Detalles como los pingüinos de colores hacen la diferencia En las paredes, cuadros con grandes momentos del fútbol argentino

–¿Cuál fue la clave para que volvieran los clientes?

–Conocerlos, atenderlos bien. No éramos ni somos demasiado corteses, tenemos un trato más bien informal, pero estamos bien atentos. Cuando yo atendía el delivery con mi hermano, veíamos a uno esperando para entrar a pedir y ya sabíamos lo que quería. O le llevábamos a la mesa enseguida algo que siempre pedían: una provoleta, una ensalada.

–Están en un barrio muy emblemático, y particularmente en una zona muy transitada, con bastante turismo…

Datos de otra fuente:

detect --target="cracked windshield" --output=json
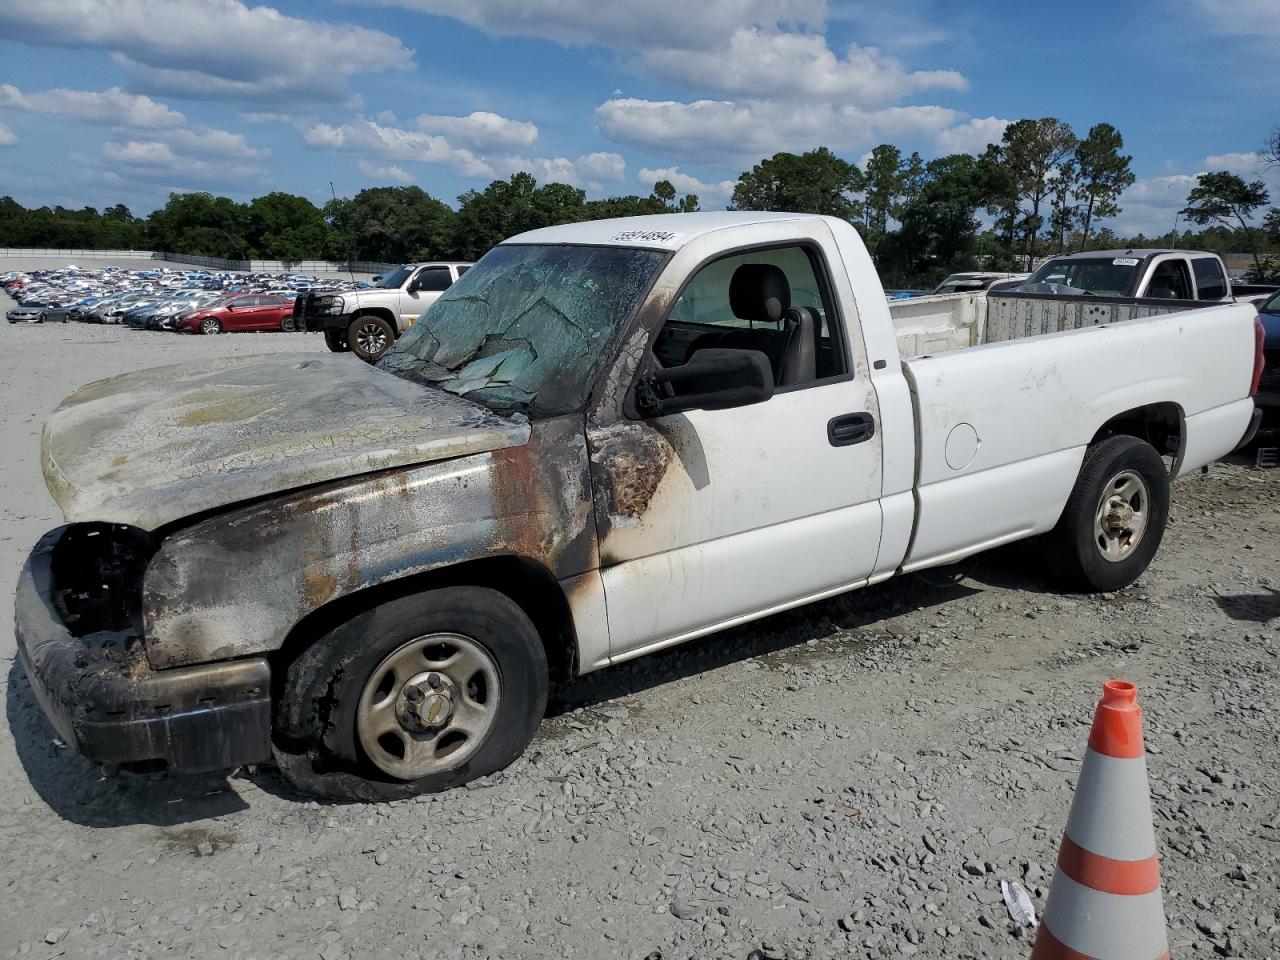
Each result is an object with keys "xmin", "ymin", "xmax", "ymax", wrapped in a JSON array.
[{"xmin": 379, "ymin": 244, "xmax": 665, "ymax": 416}]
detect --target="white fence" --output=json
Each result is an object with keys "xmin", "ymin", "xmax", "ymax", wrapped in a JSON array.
[{"xmin": 0, "ymin": 248, "xmax": 399, "ymax": 276}]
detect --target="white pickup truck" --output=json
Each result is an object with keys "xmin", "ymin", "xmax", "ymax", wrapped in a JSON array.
[
  {"xmin": 16, "ymin": 212, "xmax": 1264, "ymax": 800},
  {"xmin": 298, "ymin": 261, "xmax": 472, "ymax": 362}
]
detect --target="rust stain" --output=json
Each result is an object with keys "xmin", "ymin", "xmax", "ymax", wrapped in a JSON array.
[
  {"xmin": 176, "ymin": 396, "xmax": 268, "ymax": 427},
  {"xmin": 587, "ymin": 422, "xmax": 673, "ymax": 525},
  {"xmin": 111, "ymin": 454, "xmax": 128, "ymax": 467}
]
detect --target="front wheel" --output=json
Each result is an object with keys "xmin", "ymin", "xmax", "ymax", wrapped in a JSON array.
[
  {"xmin": 348, "ymin": 315, "xmax": 395, "ymax": 363},
  {"xmin": 199, "ymin": 317, "xmax": 222, "ymax": 335},
  {"xmin": 274, "ymin": 587, "xmax": 549, "ymax": 801},
  {"xmin": 1042, "ymin": 434, "xmax": 1170, "ymax": 592}
]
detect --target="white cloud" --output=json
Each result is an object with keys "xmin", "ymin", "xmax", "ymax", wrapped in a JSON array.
[
  {"xmin": 638, "ymin": 166, "xmax": 736, "ymax": 202},
  {"xmin": 576, "ymin": 151, "xmax": 627, "ymax": 181},
  {"xmin": 164, "ymin": 127, "xmax": 269, "ymax": 161},
  {"xmin": 639, "ymin": 30, "xmax": 965, "ymax": 105},
  {"xmin": 304, "ymin": 117, "xmax": 494, "ymax": 177},
  {"xmin": 0, "ymin": 1, "xmax": 413, "ymax": 105},
  {"xmin": 1191, "ymin": 0, "xmax": 1280, "ymax": 38},
  {"xmin": 358, "ymin": 159, "xmax": 415, "ymax": 184},
  {"xmin": 935, "ymin": 116, "xmax": 1009, "ymax": 155},
  {"xmin": 1203, "ymin": 151, "xmax": 1267, "ymax": 175},
  {"xmin": 361, "ymin": 0, "xmax": 824, "ymax": 50},
  {"xmin": 101, "ymin": 139, "xmax": 264, "ymax": 183},
  {"xmin": 306, "ymin": 116, "xmax": 617, "ymax": 187},
  {"xmin": 0, "ymin": 121, "xmax": 16, "ymax": 146},
  {"xmin": 0, "ymin": 83, "xmax": 184, "ymax": 128},
  {"xmin": 596, "ymin": 97, "xmax": 957, "ymax": 160},
  {"xmin": 415, "ymin": 111, "xmax": 539, "ymax": 150}
]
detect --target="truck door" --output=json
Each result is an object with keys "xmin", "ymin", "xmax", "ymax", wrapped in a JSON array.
[
  {"xmin": 587, "ymin": 235, "xmax": 885, "ymax": 660},
  {"xmin": 401, "ymin": 266, "xmax": 453, "ymax": 329}
]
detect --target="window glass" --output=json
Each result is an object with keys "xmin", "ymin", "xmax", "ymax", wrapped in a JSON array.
[
  {"xmin": 659, "ymin": 245, "xmax": 846, "ymax": 385},
  {"xmin": 1147, "ymin": 260, "xmax": 1191, "ymax": 299},
  {"xmin": 1024, "ymin": 257, "xmax": 1140, "ymax": 296},
  {"xmin": 414, "ymin": 267, "xmax": 453, "ymax": 292},
  {"xmin": 456, "ymin": 265, "xmax": 470, "ymax": 277},
  {"xmin": 1192, "ymin": 258, "xmax": 1227, "ymax": 300},
  {"xmin": 230, "ymin": 297, "xmax": 255, "ymax": 308}
]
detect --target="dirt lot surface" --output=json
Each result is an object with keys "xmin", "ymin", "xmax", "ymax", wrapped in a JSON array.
[{"xmin": 2, "ymin": 297, "xmax": 1278, "ymax": 959}]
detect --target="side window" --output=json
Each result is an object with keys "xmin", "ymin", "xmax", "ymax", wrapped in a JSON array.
[
  {"xmin": 1192, "ymin": 258, "xmax": 1227, "ymax": 300},
  {"xmin": 455, "ymin": 265, "xmax": 470, "ymax": 277},
  {"xmin": 1146, "ymin": 260, "xmax": 1191, "ymax": 299},
  {"xmin": 655, "ymin": 245, "xmax": 847, "ymax": 389},
  {"xmin": 231, "ymin": 297, "xmax": 255, "ymax": 308},
  {"xmin": 414, "ymin": 267, "xmax": 453, "ymax": 292}
]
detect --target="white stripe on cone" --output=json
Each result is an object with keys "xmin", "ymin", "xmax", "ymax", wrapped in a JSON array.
[
  {"xmin": 1063, "ymin": 748, "xmax": 1158, "ymax": 861},
  {"xmin": 1041, "ymin": 869, "xmax": 1168, "ymax": 960}
]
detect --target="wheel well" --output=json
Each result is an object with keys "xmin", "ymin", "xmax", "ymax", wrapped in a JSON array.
[
  {"xmin": 350, "ymin": 308, "xmax": 396, "ymax": 326},
  {"xmin": 1090, "ymin": 402, "xmax": 1184, "ymax": 469},
  {"xmin": 268, "ymin": 556, "xmax": 580, "ymax": 699}
]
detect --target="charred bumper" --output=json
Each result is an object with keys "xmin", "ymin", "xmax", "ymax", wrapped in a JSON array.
[{"xmin": 14, "ymin": 526, "xmax": 273, "ymax": 773}]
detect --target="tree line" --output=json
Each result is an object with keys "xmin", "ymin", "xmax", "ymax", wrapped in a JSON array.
[{"xmin": 2, "ymin": 117, "xmax": 1277, "ymax": 285}]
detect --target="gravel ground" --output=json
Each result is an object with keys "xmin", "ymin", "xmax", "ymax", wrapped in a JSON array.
[{"xmin": 1, "ymin": 295, "xmax": 1278, "ymax": 960}]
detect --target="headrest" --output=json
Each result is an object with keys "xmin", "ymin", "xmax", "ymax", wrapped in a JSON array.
[{"xmin": 729, "ymin": 263, "xmax": 790, "ymax": 324}]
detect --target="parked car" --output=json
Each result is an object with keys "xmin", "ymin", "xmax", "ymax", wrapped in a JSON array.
[
  {"xmin": 15, "ymin": 212, "xmax": 1263, "ymax": 800},
  {"xmin": 930, "ymin": 272, "xmax": 1028, "ymax": 295},
  {"xmin": 1256, "ymin": 289, "xmax": 1280, "ymax": 423},
  {"xmin": 297, "ymin": 262, "xmax": 473, "ymax": 362},
  {"xmin": 175, "ymin": 294, "xmax": 297, "ymax": 334},
  {"xmin": 6, "ymin": 304, "xmax": 47, "ymax": 323},
  {"xmin": 1014, "ymin": 249, "xmax": 1233, "ymax": 301}
]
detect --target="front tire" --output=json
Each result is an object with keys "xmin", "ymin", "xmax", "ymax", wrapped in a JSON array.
[
  {"xmin": 199, "ymin": 317, "xmax": 222, "ymax": 335},
  {"xmin": 274, "ymin": 587, "xmax": 549, "ymax": 801},
  {"xmin": 1042, "ymin": 434, "xmax": 1170, "ymax": 592},
  {"xmin": 348, "ymin": 315, "xmax": 395, "ymax": 363}
]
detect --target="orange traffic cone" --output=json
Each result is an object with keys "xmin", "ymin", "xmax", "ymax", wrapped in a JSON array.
[{"xmin": 1031, "ymin": 680, "xmax": 1168, "ymax": 960}]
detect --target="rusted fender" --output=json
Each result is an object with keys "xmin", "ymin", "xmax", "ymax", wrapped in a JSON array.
[
  {"xmin": 42, "ymin": 353, "xmax": 528, "ymax": 531},
  {"xmin": 141, "ymin": 417, "xmax": 597, "ymax": 668}
]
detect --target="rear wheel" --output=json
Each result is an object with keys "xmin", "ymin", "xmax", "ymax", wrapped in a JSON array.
[
  {"xmin": 280, "ymin": 315, "xmax": 297, "ymax": 332},
  {"xmin": 348, "ymin": 315, "xmax": 395, "ymax": 363},
  {"xmin": 199, "ymin": 317, "xmax": 222, "ymax": 335},
  {"xmin": 1042, "ymin": 434, "xmax": 1169, "ymax": 592},
  {"xmin": 273, "ymin": 587, "xmax": 549, "ymax": 800},
  {"xmin": 323, "ymin": 329, "xmax": 349, "ymax": 352}
]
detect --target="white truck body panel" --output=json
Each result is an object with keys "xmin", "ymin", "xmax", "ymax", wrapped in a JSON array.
[{"xmin": 507, "ymin": 213, "xmax": 1258, "ymax": 667}]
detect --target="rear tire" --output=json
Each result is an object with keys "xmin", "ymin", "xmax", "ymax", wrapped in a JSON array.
[
  {"xmin": 1042, "ymin": 435, "xmax": 1169, "ymax": 592},
  {"xmin": 281, "ymin": 315, "xmax": 297, "ymax": 332},
  {"xmin": 323, "ymin": 329, "xmax": 349, "ymax": 352},
  {"xmin": 273, "ymin": 587, "xmax": 548, "ymax": 801},
  {"xmin": 348, "ymin": 315, "xmax": 395, "ymax": 363}
]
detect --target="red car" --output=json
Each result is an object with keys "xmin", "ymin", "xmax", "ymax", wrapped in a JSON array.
[{"xmin": 177, "ymin": 294, "xmax": 297, "ymax": 335}]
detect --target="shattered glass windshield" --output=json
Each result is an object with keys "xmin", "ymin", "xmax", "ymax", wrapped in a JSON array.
[{"xmin": 379, "ymin": 244, "xmax": 666, "ymax": 416}]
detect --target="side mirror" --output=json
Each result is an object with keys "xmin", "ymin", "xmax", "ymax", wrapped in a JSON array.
[{"xmin": 635, "ymin": 348, "xmax": 774, "ymax": 417}]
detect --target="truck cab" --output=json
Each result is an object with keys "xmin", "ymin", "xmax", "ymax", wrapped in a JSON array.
[
  {"xmin": 301, "ymin": 261, "xmax": 472, "ymax": 362},
  {"xmin": 1020, "ymin": 249, "xmax": 1233, "ymax": 301}
]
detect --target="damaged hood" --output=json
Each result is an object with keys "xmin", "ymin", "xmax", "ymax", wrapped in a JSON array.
[{"xmin": 42, "ymin": 353, "xmax": 531, "ymax": 530}]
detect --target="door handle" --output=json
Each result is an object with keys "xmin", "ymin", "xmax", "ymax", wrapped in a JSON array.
[{"xmin": 827, "ymin": 412, "xmax": 876, "ymax": 447}]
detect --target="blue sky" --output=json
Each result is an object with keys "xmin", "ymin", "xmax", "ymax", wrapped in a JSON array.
[{"xmin": 0, "ymin": 0, "xmax": 1276, "ymax": 235}]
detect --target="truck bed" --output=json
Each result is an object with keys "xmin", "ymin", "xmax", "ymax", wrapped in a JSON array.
[
  {"xmin": 891, "ymin": 289, "xmax": 1226, "ymax": 358},
  {"xmin": 895, "ymin": 301, "xmax": 1259, "ymax": 570}
]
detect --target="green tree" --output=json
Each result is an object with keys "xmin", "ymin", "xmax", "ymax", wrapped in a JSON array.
[
  {"xmin": 1046, "ymin": 159, "xmax": 1078, "ymax": 254},
  {"xmin": 730, "ymin": 147, "xmax": 862, "ymax": 220},
  {"xmin": 1181, "ymin": 171, "xmax": 1270, "ymax": 274},
  {"xmin": 584, "ymin": 179, "xmax": 699, "ymax": 219},
  {"xmin": 246, "ymin": 192, "xmax": 332, "ymax": 262},
  {"xmin": 861, "ymin": 145, "xmax": 911, "ymax": 250},
  {"xmin": 451, "ymin": 173, "xmax": 586, "ymax": 261},
  {"xmin": 325, "ymin": 186, "xmax": 456, "ymax": 263},
  {"xmin": 1073, "ymin": 123, "xmax": 1134, "ymax": 250},
  {"xmin": 997, "ymin": 117, "xmax": 1078, "ymax": 261},
  {"xmin": 145, "ymin": 192, "xmax": 249, "ymax": 259}
]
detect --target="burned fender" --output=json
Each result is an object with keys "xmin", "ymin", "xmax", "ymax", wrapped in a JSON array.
[{"xmin": 141, "ymin": 417, "xmax": 597, "ymax": 668}]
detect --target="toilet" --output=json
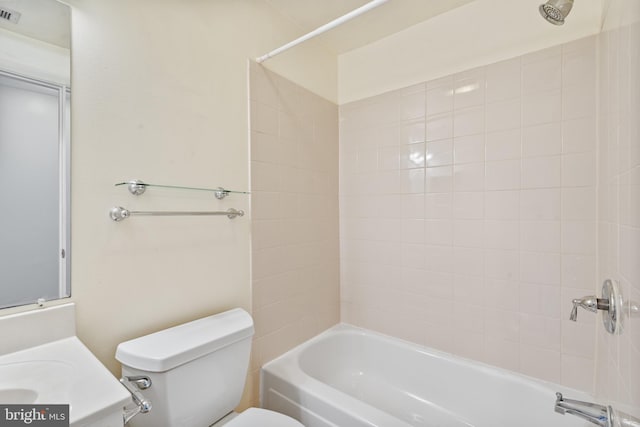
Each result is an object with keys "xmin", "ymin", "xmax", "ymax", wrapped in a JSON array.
[{"xmin": 115, "ymin": 308, "xmax": 303, "ymax": 427}]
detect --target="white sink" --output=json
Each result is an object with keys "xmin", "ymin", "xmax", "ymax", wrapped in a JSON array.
[
  {"xmin": 0, "ymin": 304, "xmax": 130, "ymax": 427},
  {"xmin": 0, "ymin": 360, "xmax": 73, "ymax": 403}
]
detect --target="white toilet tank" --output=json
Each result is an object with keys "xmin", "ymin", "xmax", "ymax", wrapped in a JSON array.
[{"xmin": 116, "ymin": 308, "xmax": 254, "ymax": 427}]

–En esa época que todo empezó a mejorar, lo que queríamos era brindar una experiencia bien local a los turistas, no nos queríamos convertir en un producto artificial. Mi mujer empezó a hacer flan casero. Antes comprábamos Serenito para la gente [risas].El flan fue un boom. Lo hicimos una noche, teníamos un departamento enfrente, lo hicimos en una cocina Escorial, al horno. Eso y unas berenjenas espectaculares que hacía la mamá de los Fontanella, una receta bien tana, pasada de generación en generación. Lo cuento como ejemplo de que todos nos poníamos a trabajar para hacerle frente a la demanda, que era mucha. No era un polo gastronómico esta zona, no era tanta la oferta. Hoy el panorama es distinto, en el barrio ya no están los anticuarios, los comerciantes apuntan directamente al turismo, con souvenirs o locales de dulce de leche en todas las cuadras. Acá la clientela va fluctuando, en cantidad y tipo de público, pero mantenemos la esencia.

–¿Cuál es el fuerte de la carta?

–Las pastas fueron, son y serán siempre caseras, y están muy bien. Pero la parrillada es un gol. Se hace en el momento, no recalentamos y tampoco trabajamos con carnes congeladas. De la vaca a la parrilla [risas]. Un pedazo de carne congelada, al sacarla del freezer, se desangra, queda pálida. Después la ponés a la parrilla y en el plato es casi cartón. Nosotros no trabajamos con cartón. Una que siempre cuento es que los aviadores piden el lomo para llevar. Pero no para comer esa noche o al otro día: ¡lo quieren para envasar al vacío y llevárselo con ellos en el avión! No falla.

Las empanadas fritas, una entrada imperdible de la parrilla

–¿Cómo es el equipo de trabajo?

–Armamos familia. Somos muy afortunados con eso. Hemos tenido mozos a los que les hacían notas, porque eran tremendos personajes. Los parrilleros son buena gente, responsables. Y en general todos tenemos libertad, mientras cumplamos. Podemos pegar un grito o hasta discutirle al cliente, pero si no dejamos nada sin hacer y la gente come y paga, no hay problema. A ese que está ahí [señala a un camarero], se le ha resbalado desde la escalera un postre que aterrizó en la cabeza de una señora. Y no pasó nada, un pedido de disculpas, mucha risa y ya está. Tuvimos un mozo que no ofrecía la carta, directamente les decía a los comensales lo que iban a comer. Para algunos sería una falta de respeto, pero funcionaba. Y lo que llegaba a la mesa era tan bueno como lo que se había prometido.Con esas cosas se encuentra la gente cuando viene.

–¿Cómo definen al público hoy?

–En esta época no hay fila en la puerta, pero yo digo que este lugar está bendecido: por difícil que esté la cosa, siempre hay mesas ocupadas. Seguimos con las tripulaciones, hay un público joven, muchos estudiantes de las facultades cercanas, especialmente la de cine, acá a la vuelta. Turistas internacionales, también. Vienen por la carne y por las milanesas. Ahora, quizás, a turistas de determinados países les resulta un poco caro, pero no se la quieren perder. En todo caso piden y comparten.

–Se ven fotos de algunas celebridades en las paredes, ¿hay un trabajo de marketing o prensa detrás de eso?

–¡No! Nada de eso, no le damos mucha bola. Llegan por recomendación, porque saben que el lugar no es lujoso pero la experiencia y la parrilla lo valen. Han pasado muchos: Ana Belén, Audrie Tautou [la actriz de Amelie], Nicolás Cabré, Soledad Villamil, Damián Szifron, Érica Rivas, futbolistas, basquetbolistas, músicos. Un montón.

–¿Podría existir otro Desnivel?

–No es el mejor momento para pensar en ampliarse pero, más allá de eso, no creo: este lugar es único.